For the politically inclined in the U.S., much attention is given to the presidential race that culminates with the election on November 6, a date we'll return to later in this blog. A number of prominent conservatives have recently commented on the poor campaign of Republican candidate Mitt Romney. It's easy to skewer this rich man who seems uncomfortable in his own skin. For some he represents Pluto in Capricorn and the concentrated power and wealth associated with these symbols. Capricorn is about top-down management, and a plutocracy is a society ruled by the wealthy.

But while I don't sympathize with Romney's ideas, it's simplistic to think that this campaign is all about him. We are living in interesting times and espousing the low tax, small government positions that have dominated the U.S. since Reagan's election in 1980 and which are in need of renewal. Of course, it's fair to say the same thing about Obama and the Democrats. In Christopher Hayes' book, "Twilight of the Elites: America After Meritocracy," he quotes economist Rob Johnson: "For years, the right has worshipped markets and now they have reason to be skeptical. Meanwhile, the left has romanticized government and now they have reason to be skeptical. So what you've got now is a society that is demoralized because they have nothing more to believe in."

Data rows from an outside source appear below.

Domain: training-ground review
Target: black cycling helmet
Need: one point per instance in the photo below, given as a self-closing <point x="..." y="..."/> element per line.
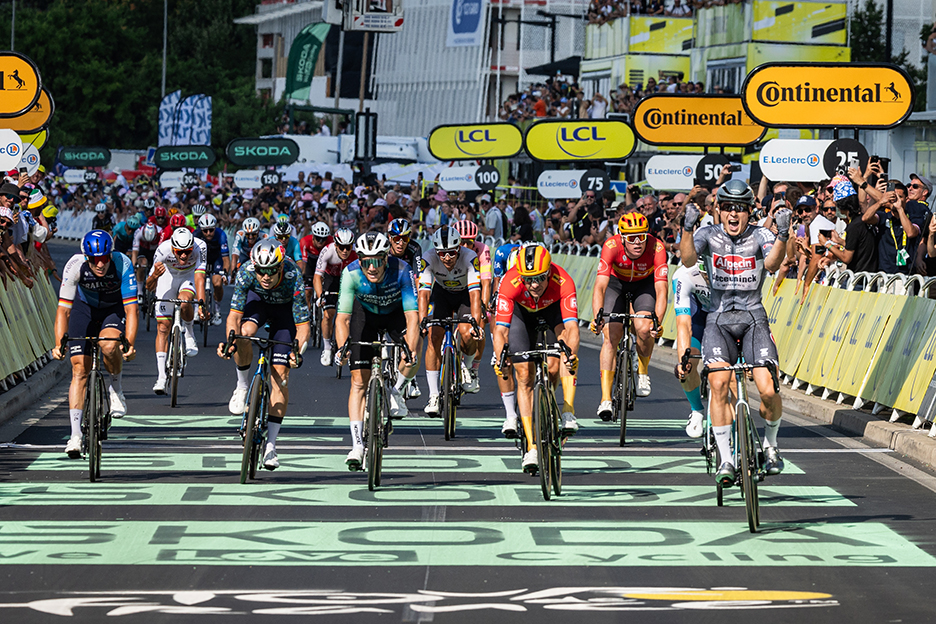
<point x="736" y="192"/>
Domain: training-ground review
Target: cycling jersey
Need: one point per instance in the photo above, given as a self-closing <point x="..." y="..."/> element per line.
<point x="290" y="290"/>
<point x="329" y="263"/>
<point x="396" y="289"/>
<point x="513" y="291"/>
<point x="735" y="265"/>
<point x="652" y="262"/>
<point x="464" y="275"/>
<point x="117" y="286"/>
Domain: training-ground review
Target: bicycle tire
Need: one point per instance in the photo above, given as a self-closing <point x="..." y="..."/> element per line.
<point x="748" y="468"/>
<point x="374" y="447"/>
<point x="250" y="425"/>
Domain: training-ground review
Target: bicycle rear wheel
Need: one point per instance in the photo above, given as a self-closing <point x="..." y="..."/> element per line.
<point x="248" y="457"/>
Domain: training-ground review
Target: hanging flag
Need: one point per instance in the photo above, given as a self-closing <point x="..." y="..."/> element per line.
<point x="302" y="58"/>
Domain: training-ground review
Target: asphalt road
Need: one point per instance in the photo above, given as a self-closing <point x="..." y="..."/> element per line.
<point x="456" y="531"/>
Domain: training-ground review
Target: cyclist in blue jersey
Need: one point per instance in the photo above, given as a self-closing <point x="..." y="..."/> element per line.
<point x="98" y="297"/>
<point x="219" y="262"/>
<point x="377" y="294"/>
<point x="268" y="291"/>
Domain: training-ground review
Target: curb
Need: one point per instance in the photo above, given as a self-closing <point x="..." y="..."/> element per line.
<point x="34" y="388"/>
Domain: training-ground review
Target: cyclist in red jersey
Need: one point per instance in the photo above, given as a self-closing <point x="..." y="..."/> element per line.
<point x="632" y="262"/>
<point x="533" y="290"/>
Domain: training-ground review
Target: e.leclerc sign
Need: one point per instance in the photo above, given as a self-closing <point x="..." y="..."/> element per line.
<point x="828" y="95"/>
<point x="84" y="156"/>
<point x="174" y="157"/>
<point x="674" y="119"/>
<point x="263" y="152"/>
<point x="497" y="140"/>
<point x="564" y="141"/>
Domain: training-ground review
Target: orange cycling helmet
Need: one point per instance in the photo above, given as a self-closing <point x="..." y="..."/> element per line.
<point x="632" y="223"/>
<point x="533" y="260"/>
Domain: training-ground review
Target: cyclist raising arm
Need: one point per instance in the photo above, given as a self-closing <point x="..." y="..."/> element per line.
<point x="737" y="256"/>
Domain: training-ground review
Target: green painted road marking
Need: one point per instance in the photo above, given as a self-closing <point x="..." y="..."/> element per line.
<point x="318" y="462"/>
<point x="358" y="495"/>
<point x="384" y="543"/>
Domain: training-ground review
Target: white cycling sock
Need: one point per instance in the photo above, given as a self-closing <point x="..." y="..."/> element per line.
<point x="432" y="377"/>
<point x="723" y="440"/>
<point x="74" y="418"/>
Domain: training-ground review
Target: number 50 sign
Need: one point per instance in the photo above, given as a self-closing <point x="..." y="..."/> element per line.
<point x="20" y="84"/>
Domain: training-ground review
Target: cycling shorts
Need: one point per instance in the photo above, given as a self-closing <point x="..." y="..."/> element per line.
<point x="367" y="327"/>
<point x="281" y="324"/>
<point x="723" y="330"/>
<point x="87" y="321"/>
<point x="643" y="292"/>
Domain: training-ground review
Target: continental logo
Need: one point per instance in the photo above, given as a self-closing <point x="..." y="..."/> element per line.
<point x="497" y="140"/>
<point x="673" y="119"/>
<point x="828" y="95"/>
<point x="563" y="141"/>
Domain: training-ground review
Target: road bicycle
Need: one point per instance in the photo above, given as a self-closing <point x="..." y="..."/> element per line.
<point x="96" y="418"/>
<point x="377" y="422"/>
<point x="746" y="444"/>
<point x="254" y="423"/>
<point x="451" y="374"/>
<point x="624" y="389"/>
<point x="547" y="426"/>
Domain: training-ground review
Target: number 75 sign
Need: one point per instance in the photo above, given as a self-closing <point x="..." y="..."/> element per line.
<point x="20" y="84"/>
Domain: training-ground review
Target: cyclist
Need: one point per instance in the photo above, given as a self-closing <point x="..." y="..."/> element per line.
<point x="331" y="262"/>
<point x="632" y="262"/>
<point x="268" y="291"/>
<point x="311" y="247"/>
<point x="244" y="241"/>
<point x="218" y="263"/>
<point x="378" y="294"/>
<point x="737" y="256"/>
<point x="178" y="272"/>
<point x="98" y="297"/>
<point x="449" y="286"/>
<point x="537" y="290"/>
<point x="692" y="300"/>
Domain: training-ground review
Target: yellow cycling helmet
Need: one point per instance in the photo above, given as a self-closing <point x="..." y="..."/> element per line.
<point x="533" y="260"/>
<point x="632" y="223"/>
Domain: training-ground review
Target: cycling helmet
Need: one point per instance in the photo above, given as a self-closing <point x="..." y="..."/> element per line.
<point x="282" y="229"/>
<point x="399" y="227"/>
<point x="150" y="233"/>
<point x="344" y="236"/>
<point x="267" y="254"/>
<point x="466" y="229"/>
<point x="207" y="222"/>
<point x="251" y="225"/>
<point x="97" y="243"/>
<point x="446" y="238"/>
<point x="372" y="244"/>
<point x="632" y="223"/>
<point x="182" y="238"/>
<point x="735" y="192"/>
<point x="533" y="260"/>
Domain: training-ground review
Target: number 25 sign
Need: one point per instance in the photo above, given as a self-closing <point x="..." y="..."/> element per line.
<point x="20" y="84"/>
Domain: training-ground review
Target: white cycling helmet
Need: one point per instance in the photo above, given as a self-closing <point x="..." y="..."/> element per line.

If the world is only viewed through the lens of elective politics, having nothing to believe in is a terrible thing. Yet from a metaphysical perspective, in which individual growth and awareness are the central sources of power, this might be seen as a positive thing. Yes, there are real world prices to pay for failing political, economic, educational and other social systems. Change does not come without it costs. However, viewed spiritually the breakdown of these institutions may free individuals and groups to come up with innovative new ideas about how to live and govern ourselves.

Uranus, the planet of invention, is in independent Aries, as I've mentioned frequently, reinforcing the notion that new roads for human development will come from new sources. On September 19, Uranus was exactly square to Pluto to stir the social pot. One of the challenges of Uranus and revolutions is that we don't know where they will turn. The Arab spring is a good example of the breakdown of the old order that unleashes diverse forces that can be expressed in both progressive and regressive ways. People go to extremes when old barriers fall, making it even more important for individuals to find peace and meaning within themselves.

Shifting gears, communicative Mercury turns retrograde on November 6, Election Day in the United States. This backward turn of the messenger planet occurred on Election Day in 2000, when the Florida ballot debacle put the vote in the hands of the U.S. Supreme Court. In principle, this election should be equally chaotic, with a multitude of problems that may muddle the outcome. New restrictive voting rules and the mysterious black boxes that count the ballots are probable sources of confusion. However, a more desirable interpretation of Mercury's retrograde shift is that we will use this election as a turning point in the national debate. Perhaps the political polarization that has been so intense will soften as we look more deeply into the underlying suppositions we use to support our arguments, and begin to make the changes in ourselves that can change the nation and the world.